A geopolítica do cinismo
2005/10/01A face da “divina inspiração”
2005/10/08Para cá e para lá da concertina
Diário de Notícias, Opinião
O Mário Pereira saiu de Bissau em 2004. Com o 11º ano de escolaridade e a vontade de ser jornalista. É alto e elegante, e fala um português impecável. Decidiu partir após a morte de sua mãe. Ela era a única razão que o retinha na terra onde nascera. Tentou a imigração legal para Portugal e para Espanha, mas recebeu em troca o silêncio. Mas de um amigo em Madrid, recebeu o incentivo para a viagem. “Vem”. E ele foi. Ele e quatro amigos. Com trocos no bolso, uma mão cheia de vontade, e a certeza de que ao longo da viagem usariam os braços para trabalhar.

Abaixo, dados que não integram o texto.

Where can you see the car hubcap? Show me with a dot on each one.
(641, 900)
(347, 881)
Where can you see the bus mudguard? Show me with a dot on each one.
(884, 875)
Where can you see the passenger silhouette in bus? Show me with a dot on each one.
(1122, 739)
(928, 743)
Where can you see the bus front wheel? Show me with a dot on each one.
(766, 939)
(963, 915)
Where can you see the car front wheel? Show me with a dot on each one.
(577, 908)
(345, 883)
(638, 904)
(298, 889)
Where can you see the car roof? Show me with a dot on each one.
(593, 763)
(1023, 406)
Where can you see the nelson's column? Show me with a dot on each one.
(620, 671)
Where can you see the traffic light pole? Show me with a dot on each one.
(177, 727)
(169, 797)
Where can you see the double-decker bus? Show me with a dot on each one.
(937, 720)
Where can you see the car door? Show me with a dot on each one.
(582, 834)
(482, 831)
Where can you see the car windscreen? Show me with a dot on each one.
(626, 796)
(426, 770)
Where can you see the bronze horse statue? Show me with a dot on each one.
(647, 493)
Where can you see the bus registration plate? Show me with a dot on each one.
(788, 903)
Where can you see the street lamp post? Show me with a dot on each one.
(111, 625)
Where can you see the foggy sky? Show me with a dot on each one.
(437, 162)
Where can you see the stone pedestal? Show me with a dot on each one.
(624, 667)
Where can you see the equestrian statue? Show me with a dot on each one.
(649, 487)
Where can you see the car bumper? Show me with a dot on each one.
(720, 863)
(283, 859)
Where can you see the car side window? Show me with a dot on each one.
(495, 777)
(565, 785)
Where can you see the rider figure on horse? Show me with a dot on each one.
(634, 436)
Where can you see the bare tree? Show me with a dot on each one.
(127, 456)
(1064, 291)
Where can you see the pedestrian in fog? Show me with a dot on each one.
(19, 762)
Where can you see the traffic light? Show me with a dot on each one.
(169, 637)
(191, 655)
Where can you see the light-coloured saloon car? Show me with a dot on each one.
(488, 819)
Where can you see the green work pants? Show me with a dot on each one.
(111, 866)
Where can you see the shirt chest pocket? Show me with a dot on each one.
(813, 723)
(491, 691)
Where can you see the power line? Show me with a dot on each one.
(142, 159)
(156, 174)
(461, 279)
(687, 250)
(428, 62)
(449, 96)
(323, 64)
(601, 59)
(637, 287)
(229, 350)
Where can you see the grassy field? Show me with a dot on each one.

O périplo durou dois anos. Primeiro o Senegal, depois o Mali e a Líbia. Trabalharam sempre o suficiente para as custas da viagem seguinte. 150 euros aqui, 200 ali, 50 acolá. Não parece muito, mas é imenso para africanos. Um deles ficou pelo caminho. Morreu. Do meu bloco de notas apagou-se o nome e o lugar da ocorrência. Mas foi antes de Mário Pereira ter trabalhado como agricultor nas terras férteis dos arredores de Tripoli. Este foi o derradeiro compasso de espera, antes da travessia da Argélia. Em Maragaia, o grupo sentiu o cheiro do destino. Nesta cidade fronteiriça, existe “um governo” que, a 50 euros, garante passagem para Oujda, já em Marrocos. Daí a Melilla, é um pequeno passo.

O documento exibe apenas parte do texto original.